Las calles estaban casi vacías. Una alfombra de vidrios, escombros y metal cubría el hormigón húmedo. El miedo se apoderó de mí: la zona estaba claramente bajo el control del Gobierno una vez más, y podría haber francotiradores buscando cualquier remanente de los rebeldes.

Caminamos rápidamente, uno por uno, en una calle lateral y a través de estrechos pasillos que dividen las casas. Llegamos a un claro del bosque y el hombre que estaba con nosotros llamó a otro ya muy cerca.

“¿Tienes las llaves?”, le preguntó al segundo hombre. A continuación, abrió una puerta grande de metal que me pareció ser la entrada a un hospital. Era, de hecho, una escuela. Estaba cerrada desde hacía tiempo.

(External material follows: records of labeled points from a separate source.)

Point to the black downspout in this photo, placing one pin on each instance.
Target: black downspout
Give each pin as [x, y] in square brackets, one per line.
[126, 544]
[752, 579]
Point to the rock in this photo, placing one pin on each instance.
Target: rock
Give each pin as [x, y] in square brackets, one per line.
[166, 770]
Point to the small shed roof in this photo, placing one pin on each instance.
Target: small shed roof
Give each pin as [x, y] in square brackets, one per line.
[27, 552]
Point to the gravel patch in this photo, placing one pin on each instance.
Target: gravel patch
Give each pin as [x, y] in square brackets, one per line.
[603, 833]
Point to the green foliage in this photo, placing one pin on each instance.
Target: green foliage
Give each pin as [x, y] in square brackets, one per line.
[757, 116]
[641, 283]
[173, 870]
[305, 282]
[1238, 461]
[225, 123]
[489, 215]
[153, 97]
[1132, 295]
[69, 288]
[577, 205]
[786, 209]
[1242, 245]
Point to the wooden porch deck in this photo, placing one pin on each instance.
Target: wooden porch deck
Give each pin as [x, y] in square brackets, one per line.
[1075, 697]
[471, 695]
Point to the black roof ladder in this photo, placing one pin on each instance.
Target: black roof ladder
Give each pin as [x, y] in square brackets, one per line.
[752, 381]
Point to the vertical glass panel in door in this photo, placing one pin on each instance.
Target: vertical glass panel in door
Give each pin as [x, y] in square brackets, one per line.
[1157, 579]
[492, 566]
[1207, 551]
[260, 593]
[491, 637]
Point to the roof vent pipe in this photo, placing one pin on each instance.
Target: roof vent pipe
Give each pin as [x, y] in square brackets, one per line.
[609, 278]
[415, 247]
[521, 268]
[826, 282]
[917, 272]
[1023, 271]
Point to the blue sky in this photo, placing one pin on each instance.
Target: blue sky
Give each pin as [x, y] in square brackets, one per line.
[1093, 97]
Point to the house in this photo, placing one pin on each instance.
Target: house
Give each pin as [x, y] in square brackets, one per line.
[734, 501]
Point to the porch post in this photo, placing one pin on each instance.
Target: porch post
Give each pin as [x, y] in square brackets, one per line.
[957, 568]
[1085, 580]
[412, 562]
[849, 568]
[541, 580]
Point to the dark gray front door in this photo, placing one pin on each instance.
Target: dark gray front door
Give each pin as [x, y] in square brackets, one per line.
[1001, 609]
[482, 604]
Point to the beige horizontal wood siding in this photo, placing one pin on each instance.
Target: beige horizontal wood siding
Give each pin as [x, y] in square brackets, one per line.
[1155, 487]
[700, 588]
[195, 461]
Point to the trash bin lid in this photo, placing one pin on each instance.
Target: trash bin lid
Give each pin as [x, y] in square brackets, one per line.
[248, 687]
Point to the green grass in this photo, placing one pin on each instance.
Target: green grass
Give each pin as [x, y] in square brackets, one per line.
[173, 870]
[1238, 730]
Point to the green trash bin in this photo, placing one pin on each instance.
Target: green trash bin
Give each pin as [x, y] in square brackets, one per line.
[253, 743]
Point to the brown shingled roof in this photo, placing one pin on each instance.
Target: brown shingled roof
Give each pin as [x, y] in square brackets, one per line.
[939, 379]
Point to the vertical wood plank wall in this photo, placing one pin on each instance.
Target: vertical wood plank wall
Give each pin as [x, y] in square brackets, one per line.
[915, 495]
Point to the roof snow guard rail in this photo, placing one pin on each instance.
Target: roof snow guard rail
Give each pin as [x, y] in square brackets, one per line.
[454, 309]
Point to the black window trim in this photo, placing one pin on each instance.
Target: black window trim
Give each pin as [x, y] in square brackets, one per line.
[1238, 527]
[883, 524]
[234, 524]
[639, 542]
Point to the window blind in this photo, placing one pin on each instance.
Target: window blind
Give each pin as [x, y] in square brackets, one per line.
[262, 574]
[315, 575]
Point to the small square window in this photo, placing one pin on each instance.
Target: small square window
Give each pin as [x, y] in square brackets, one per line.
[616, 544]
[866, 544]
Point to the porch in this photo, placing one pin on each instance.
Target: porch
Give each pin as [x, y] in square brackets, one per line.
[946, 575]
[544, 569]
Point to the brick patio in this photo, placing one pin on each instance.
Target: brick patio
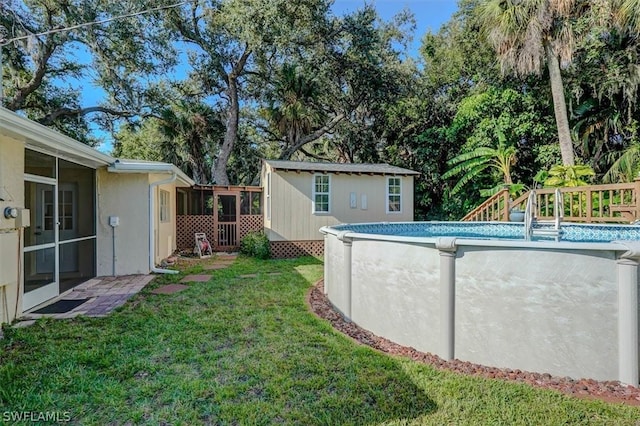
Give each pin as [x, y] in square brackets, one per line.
[104, 293]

En la esquina había una media docena de pinos. Debajo de ellos una masa uniforme en el suelo, cubierta de plástico. Otro hombre se unió a nosotros y empezó a despegar la lámina de plástico.

Era difícil mirar los rostros desfigurados e hinchados. Uno de los cuerpos no tenía ojos. Otro estaba ennegrecido.

“Lo mataron cuando estaba encendiendo un fuego en su casa. Después le arrojaron al fuego”, dijo uno de nuestros guías.

“Hay seis hombres aquí, todos ellos han sido asesinados en los últimos días”, aseguró otro.

“Los estamos escondiendo aquí para que podamos enterrarlos nosotros mismos. Si vamos a un hospital, [los cuerpos de seguridad] se los llevarán y ni siquiera tendrán un entierro. Ya les quitaron su cuerpo”, añadió, con una ira profunda en su voz.

No había olor real, hacía demasiado frío. Sus manos estaban atadas, como ya es tradición con los muertos aquí con el fin de evitar el efecto del rigor mortis. Tomamos fotografías y respondieron a nuestras preguntas. Hay algunos otros sitios donde los locales están manteniendo a sus parientes fallecidos en un estado de limbo, explicaron.

“La gente está enterrando a sus muertos en sus casas, no hay otro lugar para hacerlo”, dijo un hombre. Después de 10 minutos salimos de la fosa común.

Si el Ejército o la Seguridad nos sorprendían allí probablemente también seríamos tiroteados. Ahora éramos testigos de los escuadrones de la muerte del régimen.